What happened to that penalty part with our elected officials?
Over time, that part faded right off the paper.
In our constitutional system, the oath became less about a covenant with God and more about a commitment to a framework—the rule of law, the Constitution, the structure of government itself. That was not a step down. It was, in many ways, a step toward unity in a diverse nation. You didn’t have to share the same theology, but you did have to agree on the same foundation.
Fair enough. But something subtle happened along the way. We kept the words, but we lost the weight.
Today, an oath of office is required before an official can assume power. Refuse to take it, and you don’t get the job. The system is very clear about that. No oath, no authority. The line is sharp, and it is enforced.
But once the oath is taken? That’s where things get… flexible.
If you are testifying in a trial, lying will get you in jail. If you are a politician, lying will get you re-elected.
There is no law that says, “You have violated your oath, therefore you are guilty.” Instead, we rely on a patchwork of enforcement—criminal law if a statute is broken, impeachment if political will exists, elections if voters are paying attention. The oath itself becomes more of a reference point than a standard of judgment.
And so we arrive at a strange place.
An elected official can stand before the public, swear to uphold the Constitution, and then—through action or inaction—ignore, reinterpret, or selectively apply it in ways that would have once been unthinkable.

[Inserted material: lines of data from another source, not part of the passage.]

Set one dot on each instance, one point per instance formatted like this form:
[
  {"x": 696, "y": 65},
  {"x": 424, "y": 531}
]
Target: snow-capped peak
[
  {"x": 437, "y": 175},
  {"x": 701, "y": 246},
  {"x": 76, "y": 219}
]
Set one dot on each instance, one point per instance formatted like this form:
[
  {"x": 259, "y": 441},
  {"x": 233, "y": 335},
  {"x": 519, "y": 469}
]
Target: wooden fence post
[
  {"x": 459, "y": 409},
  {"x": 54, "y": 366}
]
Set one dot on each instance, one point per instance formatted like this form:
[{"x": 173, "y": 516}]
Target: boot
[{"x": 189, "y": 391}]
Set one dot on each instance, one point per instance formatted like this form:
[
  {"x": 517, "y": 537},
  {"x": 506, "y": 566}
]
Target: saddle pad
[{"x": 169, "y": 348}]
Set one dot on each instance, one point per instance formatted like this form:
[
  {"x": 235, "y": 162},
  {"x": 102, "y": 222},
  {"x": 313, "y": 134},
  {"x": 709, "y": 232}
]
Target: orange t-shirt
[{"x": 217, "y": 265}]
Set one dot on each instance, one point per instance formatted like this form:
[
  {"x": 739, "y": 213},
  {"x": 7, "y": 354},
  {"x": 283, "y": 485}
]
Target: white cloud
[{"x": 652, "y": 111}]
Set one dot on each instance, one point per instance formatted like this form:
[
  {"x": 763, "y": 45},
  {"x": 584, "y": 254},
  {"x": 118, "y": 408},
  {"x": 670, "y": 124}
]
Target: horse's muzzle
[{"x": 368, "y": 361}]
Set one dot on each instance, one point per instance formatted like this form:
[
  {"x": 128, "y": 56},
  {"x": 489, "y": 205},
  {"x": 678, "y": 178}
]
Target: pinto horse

As long as those actions fall within the gray areas of law or politics, the oath itself offers no direct consequence.
The promise is made. The accountability is optional.
Now, to be fair, we live in a complex society. Not every disagreement is a violation. Not every policy choice is a betrayal. Reasonable people can—and should—debate how best to uphold the Constitution and the laws of this country.
But that’s not what troubles me. What troubles me is something deeper.
It’s the growing sense that the oath has become a formality rather than a boundary. That it is something we say to gain office, not something we carry once we have it. That the words are recited, but not necessarily believed.
And that brings us back to the heart of the matter.
An oath is only as strong as the person taking it.
If a man believes he is accountable—to God, to the law, to his own conscience—then the oath has force. It shapes his decisions. It restrains him when it should. It guides him when the path is unclear.
But if he believes he is accountable only to circumstance, or power, or convenience… then the oath becomes little more than a step in the process. A box to check. A sentence to recite.
We have built a system that insists upon the taking of the oath. But have we built a culture that insists upon keeping it? That’s a harder question.
Because laws can only do so much. Courts can only reach so far. Elections, as important as they are, come long after the decisions have been made. In the end, the strength of an oath rests not in the enforcement mechanism, but in the character of the one who speaks it.
That may not be a satisfying answer in an age that looks for systems to solve every problem. But it is an honest one.
We cannot legislate integrity. We can only expect it. And that expectation begins with us.
If we, as citizens, treat the oath as ceremonial, we should not be surprised when those we elect do the same. If we reward results over principles, power over fidelity, outcomes over process, then the oath will continue to fade into the background.
But if we begin to ask different questions—if we begin to look not just at what our elected officials promise, but how they govern once in office—then perhaps the oath can recover some of its meaning.
Not because it is enforced more harshly. But because it is taken more seriously.
So here is the question we ought to be asking ourselves: “When an elected official raises their hand and swears to support and defend the Constitution… do we expect them to live that oath?”
Or have we become comfortable with simply hearing them say it?
Because the answer to that question may tell us less about our leaders… and more about us.